Odds are its just from his diet. Keep the water clean and change up his food. He may not take to it for a cpl of days but he will eat when he's hungry. No worries yet.


----------



## starrfish71 (Jul 6, 2005)

Most likely what happened is the block of tubifex worms polluted the water- raised the nitrates, and that is why he was pale and sickly, and recovered so well as soon as you changed the water. Blood worms are great food for bettas, and I would recommend a betta formula pellet, like Hikari, for maintenance. you should feed him no more than every other day, and you should try to only feed him an "eyeball" size portion (his eyeball, not yours) If you have him in an unfiltered bowl you need to change the water every 2 to 3 days. Remember that water temperature and pH will affect him every time you change water, so the best habit to get into is fill a "fish" bucket with the gallon or so you need for the change, let it sit to room temp (about 20-30 minutes) and add whatever water conditioners you use, plus FW salt, and when the temp is right, switch him over.
Bettas natural life span is about three years, and when they arrive at pet stores the are GENERALLY between 6mos and a year old. they come from "Siam" (or Asia), and live in rice patties there, which are actually somewhat brackish, and they naturally define themselves a small territory that they defend to the death, so, living in a small bowl is actually acceptable for these guys.


----------



## mlefev (Apr 19, 2005)

I figured the tubifex was a culprit in all of it...and yes he snapped back quickly after I got him into fresh water...probably in about 40 minutes. I am changing the water partially daily because it looks a little cloudy toward the evening. I think part of that might be that I'm living so close to the coast...I can actually taste salt on my lips when the wind is blowing my direction...I've been using the tap water and adding Aqua Plus for the conditioner (not with him in it of course).
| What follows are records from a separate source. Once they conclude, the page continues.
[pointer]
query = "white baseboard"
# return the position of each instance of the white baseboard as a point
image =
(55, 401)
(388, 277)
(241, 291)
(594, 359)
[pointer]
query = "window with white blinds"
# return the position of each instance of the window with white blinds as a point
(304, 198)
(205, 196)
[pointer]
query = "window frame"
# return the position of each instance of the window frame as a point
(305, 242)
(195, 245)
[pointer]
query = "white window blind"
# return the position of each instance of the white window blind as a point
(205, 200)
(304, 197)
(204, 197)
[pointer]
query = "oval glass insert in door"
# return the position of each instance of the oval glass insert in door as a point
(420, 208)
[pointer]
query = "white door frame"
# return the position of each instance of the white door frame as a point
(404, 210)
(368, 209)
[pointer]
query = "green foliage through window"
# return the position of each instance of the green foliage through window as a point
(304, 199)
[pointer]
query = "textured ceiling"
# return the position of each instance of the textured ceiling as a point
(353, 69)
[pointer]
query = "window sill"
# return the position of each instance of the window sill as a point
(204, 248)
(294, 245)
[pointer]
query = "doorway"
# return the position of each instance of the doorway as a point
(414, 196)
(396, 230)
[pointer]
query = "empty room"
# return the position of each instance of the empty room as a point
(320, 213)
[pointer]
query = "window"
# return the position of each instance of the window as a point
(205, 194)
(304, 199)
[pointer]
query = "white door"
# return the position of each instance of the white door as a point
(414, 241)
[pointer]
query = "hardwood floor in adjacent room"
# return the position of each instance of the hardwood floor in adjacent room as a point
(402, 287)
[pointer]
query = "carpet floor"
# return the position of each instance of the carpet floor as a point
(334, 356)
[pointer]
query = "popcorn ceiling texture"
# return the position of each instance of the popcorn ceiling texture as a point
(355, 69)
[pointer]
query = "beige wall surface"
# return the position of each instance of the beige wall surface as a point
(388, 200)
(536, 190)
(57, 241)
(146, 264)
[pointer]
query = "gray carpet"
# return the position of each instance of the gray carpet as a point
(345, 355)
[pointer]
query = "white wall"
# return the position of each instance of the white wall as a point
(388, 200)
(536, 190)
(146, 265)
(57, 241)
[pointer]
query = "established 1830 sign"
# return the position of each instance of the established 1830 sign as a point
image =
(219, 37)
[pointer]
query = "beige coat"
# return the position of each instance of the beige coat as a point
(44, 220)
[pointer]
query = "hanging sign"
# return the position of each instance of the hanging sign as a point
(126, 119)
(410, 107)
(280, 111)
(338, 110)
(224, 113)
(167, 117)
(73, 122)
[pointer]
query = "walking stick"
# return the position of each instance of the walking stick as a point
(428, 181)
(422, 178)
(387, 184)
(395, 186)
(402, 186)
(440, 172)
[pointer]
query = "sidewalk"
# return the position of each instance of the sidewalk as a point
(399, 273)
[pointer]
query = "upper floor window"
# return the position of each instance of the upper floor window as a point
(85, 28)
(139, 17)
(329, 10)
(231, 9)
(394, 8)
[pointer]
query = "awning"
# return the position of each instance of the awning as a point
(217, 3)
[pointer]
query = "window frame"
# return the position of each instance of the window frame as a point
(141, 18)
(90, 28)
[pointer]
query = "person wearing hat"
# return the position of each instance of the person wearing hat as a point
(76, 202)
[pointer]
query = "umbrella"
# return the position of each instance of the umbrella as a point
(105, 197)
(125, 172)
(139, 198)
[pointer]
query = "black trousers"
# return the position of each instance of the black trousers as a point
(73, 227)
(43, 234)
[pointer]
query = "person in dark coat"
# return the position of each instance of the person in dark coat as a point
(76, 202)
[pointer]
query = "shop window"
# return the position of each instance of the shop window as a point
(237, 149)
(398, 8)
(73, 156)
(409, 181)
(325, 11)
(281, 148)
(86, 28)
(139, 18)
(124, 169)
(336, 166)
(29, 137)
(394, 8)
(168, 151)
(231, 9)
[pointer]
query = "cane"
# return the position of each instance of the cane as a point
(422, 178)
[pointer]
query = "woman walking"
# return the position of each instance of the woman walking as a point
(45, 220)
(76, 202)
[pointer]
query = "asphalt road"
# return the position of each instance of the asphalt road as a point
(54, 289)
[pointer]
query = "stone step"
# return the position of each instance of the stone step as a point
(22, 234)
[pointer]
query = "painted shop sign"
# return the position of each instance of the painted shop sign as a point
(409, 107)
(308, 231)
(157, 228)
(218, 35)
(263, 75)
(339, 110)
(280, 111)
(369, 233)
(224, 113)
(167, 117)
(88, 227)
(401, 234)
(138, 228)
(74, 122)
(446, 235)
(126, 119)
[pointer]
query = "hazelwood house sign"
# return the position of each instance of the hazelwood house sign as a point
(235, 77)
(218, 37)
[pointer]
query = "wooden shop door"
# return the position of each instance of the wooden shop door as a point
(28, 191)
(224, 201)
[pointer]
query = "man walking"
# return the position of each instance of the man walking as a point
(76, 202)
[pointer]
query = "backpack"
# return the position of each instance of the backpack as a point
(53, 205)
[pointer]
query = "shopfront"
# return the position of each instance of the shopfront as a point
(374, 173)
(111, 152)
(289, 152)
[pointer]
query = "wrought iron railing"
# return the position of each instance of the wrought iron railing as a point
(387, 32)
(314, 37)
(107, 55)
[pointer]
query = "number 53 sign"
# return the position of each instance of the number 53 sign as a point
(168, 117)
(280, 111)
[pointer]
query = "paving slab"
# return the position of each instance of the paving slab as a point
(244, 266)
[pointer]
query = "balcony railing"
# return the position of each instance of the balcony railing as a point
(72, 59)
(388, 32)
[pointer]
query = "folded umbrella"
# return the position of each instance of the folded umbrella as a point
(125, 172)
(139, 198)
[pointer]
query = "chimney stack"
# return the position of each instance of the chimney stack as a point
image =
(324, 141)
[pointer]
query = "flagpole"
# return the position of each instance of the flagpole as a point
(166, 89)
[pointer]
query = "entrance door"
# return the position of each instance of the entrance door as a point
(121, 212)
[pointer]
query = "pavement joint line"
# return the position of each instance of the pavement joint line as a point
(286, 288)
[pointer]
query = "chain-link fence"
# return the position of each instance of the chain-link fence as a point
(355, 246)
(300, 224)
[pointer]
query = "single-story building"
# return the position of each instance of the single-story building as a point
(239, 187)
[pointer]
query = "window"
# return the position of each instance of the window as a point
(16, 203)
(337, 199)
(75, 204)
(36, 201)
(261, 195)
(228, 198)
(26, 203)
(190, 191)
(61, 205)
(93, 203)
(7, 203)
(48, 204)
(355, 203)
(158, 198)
I had my other Betta in a 10 gallon tank, but when he died (wahhhhh) I ended up putting some little tropical fish in it. When I saw how friendly this guy was at the store, I had to get him. He had a hearty appetite from day one unlike my other betta, so I think he's a lot healthier in general.

From your feeding reccommendation, I think I may be feeding him too much. I've been giving him 3 worms in the morning and evening every day...he never stopped acting hungry so I thought he needed it. Plus it's adorable to see him eat from my hand. I'll try to back it off and find some pellets for him too. I had betta bites, but I lost the container when I moved 


Thanks for the advice...and yes fishfreaks, I thought he was really pretty too. I wish I had a better camera so you guys really could see him. He has red on the fins that hang down striped with the metallic blue.


----------



## starrfish71 (Jul 6, 2005)

the cloudiness is probably a build up of ammonia,(or nitrates from any left over food) which would occur if he is pooping frequently, which he will do more often if you are feeding him frequently  
he will ALWAYS be hungry. It is the nature of the fish. If you get him on a regular feeding schedule, with the sometimes treat of bloodworms, and he maintains his weight, he's getting enough food. Most bettas end up overweight because they look so 'pitiful', like the 25lb cat that acts as if it is starving to death.


----------



## mlefev (Apr 19, 2005)

LOL. I had to move the container of bloodworms off the counter today. I came in and noticed he was staring at it. Whenever I moved it, he'd move over to that side of the bowl and start looking at it. And they say fish are stupid...I think not.


----------